Les familles pourront choisir de garder leurs enfants à la maison si elles le souhaitent, le premier ministre a précisé que ce retour à l’école était «sur la base du volontariat». Les professeurs, eux, devront revenir «sauf si ce sont des personnes à risques ou si quelqu’un l’est dans leur entourage, précise-t-on au ministère de l’Éducation. Tous les autres continueront à les accompagner à distance».
Le plan présenté diffère des pistes évoquées par Jean-Michel Blanquer la semaine dernière.

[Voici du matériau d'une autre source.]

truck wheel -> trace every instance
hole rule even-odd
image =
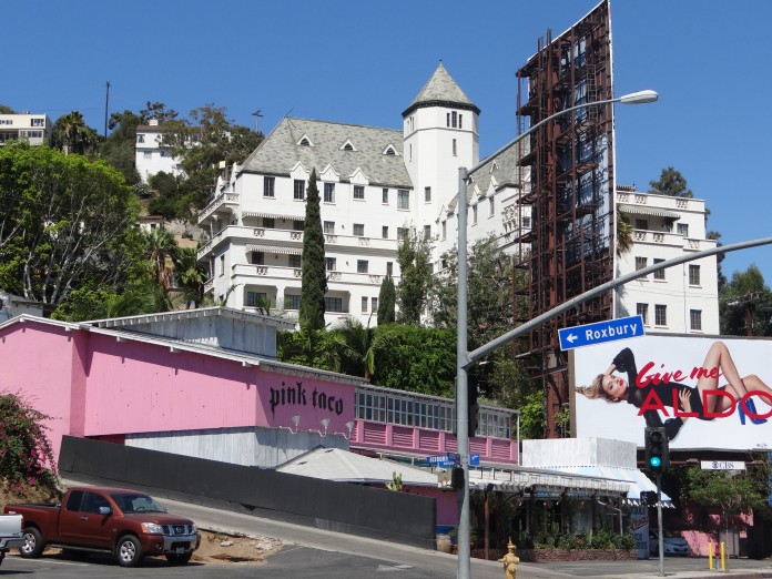
[[[142,560],[142,545],[133,535],[121,537],[115,547],[115,558],[121,567],[136,567]]]
[[[166,555],[166,560],[172,565],[185,565],[187,561],[191,560],[191,557],[193,557],[193,551],[183,552],[180,555],[175,552],[170,552]]]
[[[21,531],[24,537],[24,546],[19,547],[19,555],[24,559],[37,559],[43,552],[45,544],[43,536],[34,527],[24,527]]]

Ce dernier entendait donner la priorité à certaines classes et rouvrir les lycées plus vite. Les dernières données épidémiologiques, tendant à démontrer que les enfants de moins de 10 ans sont faiblement malades et peu contagieux, ont joué pour une réouverture totale et plus précoce des écoles. «On peut aussi considérer que les apprentissages fondamentaux se jouent dans les petites classes», analyse Hubert Salaün, de la Peep, fédération de parents d’élèves du public. Le responsable du principal syndicat de chefs d’établissement, Philippe Vincent, du SNPDEN-Unsa, estime avoir été «plutôt entendu», puisque collèges et lycées ne rouvriront pas ou peu…

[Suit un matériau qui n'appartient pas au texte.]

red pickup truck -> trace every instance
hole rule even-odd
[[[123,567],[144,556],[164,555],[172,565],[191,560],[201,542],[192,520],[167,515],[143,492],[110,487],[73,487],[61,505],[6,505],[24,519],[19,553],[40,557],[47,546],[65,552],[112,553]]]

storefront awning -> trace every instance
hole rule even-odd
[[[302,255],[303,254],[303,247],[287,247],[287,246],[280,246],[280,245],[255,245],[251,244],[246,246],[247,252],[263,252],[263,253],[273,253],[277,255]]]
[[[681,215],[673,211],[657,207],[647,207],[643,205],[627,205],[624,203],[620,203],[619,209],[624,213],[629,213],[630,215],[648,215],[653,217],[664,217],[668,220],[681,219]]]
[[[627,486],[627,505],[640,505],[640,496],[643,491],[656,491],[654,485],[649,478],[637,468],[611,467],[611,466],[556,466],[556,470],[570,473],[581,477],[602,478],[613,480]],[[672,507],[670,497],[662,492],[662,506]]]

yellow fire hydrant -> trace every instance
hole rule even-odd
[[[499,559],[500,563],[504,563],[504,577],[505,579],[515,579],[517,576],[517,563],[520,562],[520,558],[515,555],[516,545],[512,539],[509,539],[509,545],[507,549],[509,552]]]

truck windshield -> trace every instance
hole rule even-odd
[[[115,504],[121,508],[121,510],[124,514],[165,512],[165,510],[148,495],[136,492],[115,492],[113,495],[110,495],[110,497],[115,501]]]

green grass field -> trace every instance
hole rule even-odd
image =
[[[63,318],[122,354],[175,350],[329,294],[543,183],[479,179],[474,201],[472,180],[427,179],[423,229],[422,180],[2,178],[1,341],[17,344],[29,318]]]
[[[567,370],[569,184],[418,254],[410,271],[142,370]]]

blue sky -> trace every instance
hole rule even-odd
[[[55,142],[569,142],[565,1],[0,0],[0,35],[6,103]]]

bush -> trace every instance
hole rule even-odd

Quant aux syndicats d’enseignants du primaire, c’est une autre tonalité. Le plus important, le SNUipp-FSU, déclare «ne pas être prêt». Stéphane Crochet, du SE-Unsa, considère que «la reprise présentée par le premier ministre est inacceptable et impossible». Reste une inconnue: dans quelle mesure les maires accepteront-ils de faire travailler leur personnel périscolaire et de nettoyage, indispensable pour rouvrir les écoles?